Ayat Riba: Perlindungan Kaum Lemah dari Eksploitasi Ekonomi

Publish

28 April 2025

Suara Muhammadiyah

Penulis

0
383
Foto Istimewa

Foto Istimewa

Ayat Riba: Perlindungan Kaum Lemah dari Eksploitasi Ekonomi

Oleh: Donny Syofyan/Dosen Fakultas Ilmu Budaya Universitas Andalas

 

Tulisan ini mengulas secara mendalam ayat 279 dari Surah Al-Baqarah dalam Al-Qur`an, yang menyoroti praktik riba dan konsekuensinya. Ayat tersebut berbunyi, “Jika kamu tidak meninggalkan sisa riba itu, maka ketahuilah, bahwa Allah dan Rasul-Nya akan memerangimu. Dan jika kamu bertaubat, maka bagimu pokok hartamu; kamu tidak menganiaya dan tidak (pula) dianiaya.”
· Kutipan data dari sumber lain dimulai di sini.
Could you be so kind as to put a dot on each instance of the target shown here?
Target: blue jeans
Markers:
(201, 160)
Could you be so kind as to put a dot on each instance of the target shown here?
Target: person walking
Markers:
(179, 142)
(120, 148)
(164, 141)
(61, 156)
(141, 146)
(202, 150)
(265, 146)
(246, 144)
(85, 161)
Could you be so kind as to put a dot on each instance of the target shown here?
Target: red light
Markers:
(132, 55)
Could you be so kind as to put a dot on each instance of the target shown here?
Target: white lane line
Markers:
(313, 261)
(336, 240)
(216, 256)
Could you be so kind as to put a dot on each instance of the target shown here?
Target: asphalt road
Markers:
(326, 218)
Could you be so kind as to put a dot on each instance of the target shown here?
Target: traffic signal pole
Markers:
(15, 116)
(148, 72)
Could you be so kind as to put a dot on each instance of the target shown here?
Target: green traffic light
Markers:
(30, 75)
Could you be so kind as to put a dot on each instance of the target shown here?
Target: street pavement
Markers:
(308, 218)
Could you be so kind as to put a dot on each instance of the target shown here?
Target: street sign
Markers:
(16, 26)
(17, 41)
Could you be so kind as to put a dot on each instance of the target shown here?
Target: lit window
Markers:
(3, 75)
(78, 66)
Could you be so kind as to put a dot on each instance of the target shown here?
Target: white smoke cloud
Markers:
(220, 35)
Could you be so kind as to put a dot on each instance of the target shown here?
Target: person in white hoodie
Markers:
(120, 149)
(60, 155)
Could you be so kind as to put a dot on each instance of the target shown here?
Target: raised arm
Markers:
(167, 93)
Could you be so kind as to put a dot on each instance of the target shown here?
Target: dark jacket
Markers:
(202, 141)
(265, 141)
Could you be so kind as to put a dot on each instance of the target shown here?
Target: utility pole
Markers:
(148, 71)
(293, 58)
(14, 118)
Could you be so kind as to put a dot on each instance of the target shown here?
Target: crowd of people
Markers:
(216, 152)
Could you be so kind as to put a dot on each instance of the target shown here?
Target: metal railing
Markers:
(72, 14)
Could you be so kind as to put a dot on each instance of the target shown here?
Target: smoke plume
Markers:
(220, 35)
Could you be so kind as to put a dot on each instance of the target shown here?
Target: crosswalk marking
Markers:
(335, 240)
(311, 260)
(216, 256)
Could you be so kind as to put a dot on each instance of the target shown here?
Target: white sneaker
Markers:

Satu poin krusial yang diangkat adalah bahwa ayat ini sering kali disalahpahami, mengakibatkan interpretasi yang keliru terhadap larangan riba dalam Islam. Teks ini menegaskan bahwa ayat tersebut secara tegas memberikan peringatan keras kepada individu atau entitas yang terlibat dalam pengambilan riba. Ancaman "perang dari Allah dan Rasul-Nya" menekankan keseriusan pelanggaran ini dalam konteks ajaran Islam.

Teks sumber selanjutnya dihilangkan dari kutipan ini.